Approximate the following value using derivatives (without a calculator)
(1.1)^4 - (1.1)^2
I only know how to do linear approximation when using square roots. How do I do this type of problem?
The final answer would be 1.21
First subtract:
(1.1^4) - (1.1^2) = 1.1^2
then solve:
(1.1)^2 = 1.21
How it works:
If you have x^4 - x^2 and the value of x is the same, just subtract the exponents. x^4 - x^2 = x^2
Google search exponent and go to mathisfun for more info and practice.

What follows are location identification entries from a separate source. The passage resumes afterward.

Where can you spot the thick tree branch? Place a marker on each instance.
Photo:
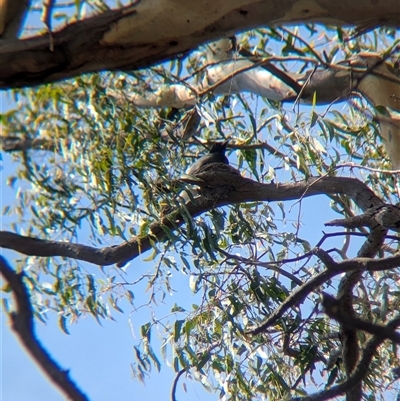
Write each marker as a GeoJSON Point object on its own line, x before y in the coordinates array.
{"type": "Point", "coordinates": [232, 188]}
{"type": "Point", "coordinates": [12, 15]}
{"type": "Point", "coordinates": [22, 325]}
{"type": "Point", "coordinates": [331, 306]}
{"type": "Point", "coordinates": [152, 31]}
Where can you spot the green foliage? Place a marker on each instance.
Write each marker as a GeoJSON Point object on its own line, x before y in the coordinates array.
{"type": "Point", "coordinates": [97, 179]}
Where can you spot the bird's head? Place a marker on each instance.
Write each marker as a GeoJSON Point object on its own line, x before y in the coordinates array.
{"type": "Point", "coordinates": [219, 147]}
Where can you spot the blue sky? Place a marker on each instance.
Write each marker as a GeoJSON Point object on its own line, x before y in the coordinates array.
{"type": "Point", "coordinates": [99, 357]}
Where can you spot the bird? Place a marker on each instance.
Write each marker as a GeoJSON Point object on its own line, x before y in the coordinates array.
{"type": "Point", "coordinates": [216, 155]}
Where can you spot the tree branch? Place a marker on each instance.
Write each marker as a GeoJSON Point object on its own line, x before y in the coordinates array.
{"type": "Point", "coordinates": [153, 31]}
{"type": "Point", "coordinates": [359, 373]}
{"type": "Point", "coordinates": [331, 306]}
{"type": "Point", "coordinates": [333, 269]}
{"type": "Point", "coordinates": [232, 188]}
{"type": "Point", "coordinates": [22, 325]}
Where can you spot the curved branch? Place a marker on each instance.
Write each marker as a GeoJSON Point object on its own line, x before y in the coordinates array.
{"type": "Point", "coordinates": [152, 31]}
{"type": "Point", "coordinates": [359, 373]}
{"type": "Point", "coordinates": [222, 185]}
{"type": "Point", "coordinates": [331, 306]}
{"type": "Point", "coordinates": [333, 269]}
{"type": "Point", "coordinates": [22, 325]}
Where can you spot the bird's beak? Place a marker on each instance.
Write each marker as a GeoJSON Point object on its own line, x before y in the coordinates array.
{"type": "Point", "coordinates": [225, 143]}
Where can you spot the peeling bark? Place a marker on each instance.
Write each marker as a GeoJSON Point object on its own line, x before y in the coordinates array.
{"type": "Point", "coordinates": [150, 32]}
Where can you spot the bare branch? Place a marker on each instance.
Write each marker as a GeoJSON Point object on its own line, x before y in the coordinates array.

In this case 1.1^4 is just 1.1 * 1.1 * 1.1 * 1.1
so you can subtract 1.1^2 which is 1.1 * 1.1 from that, and get 1.1 * 1.1 .
1.1 * 1.1 = 1.21
Good Luck!
P.S. Can't edit here..
The exponent of a number says how many times to use the number in a multiplication of itself.
To approximate the value of an expression using derivatives, you can use Taylor's theorem. However, for this specific problem, you don't need to go that far. We can simply use linear approximation, similar to what you've mentioned for square roots.
We can start by finding the derivative of the function f(x) = x^4 - x^2. Using the power rule, the derivative is f'(x) = 4x^3 - 2x.
Next, we need to choose a value close to 1.1 to use for the approximation. Let's choose x = 1. If we substitute x = 1 into f(x) and f'(x), we get f(1) = 1^4 - 1^2 = 0 and f'(1) = 4(1)^3 - 2(1) = 2.
Now, we can use the linear approximation formula:
Approximation = f(1.1) ≈ f(1) + f'(1) * (1.1 - 1)
Substituting the known values, we have:
f(1.1) ≈ 0 + 2 * (1.1 - 1)
Simplifying, we get:
f(1.1) ≈ 2 * 0.1
f(1.1) ≈ 0.2
So, approximately, (1.1)^4 - (1.1)^2 is equal to 0.2.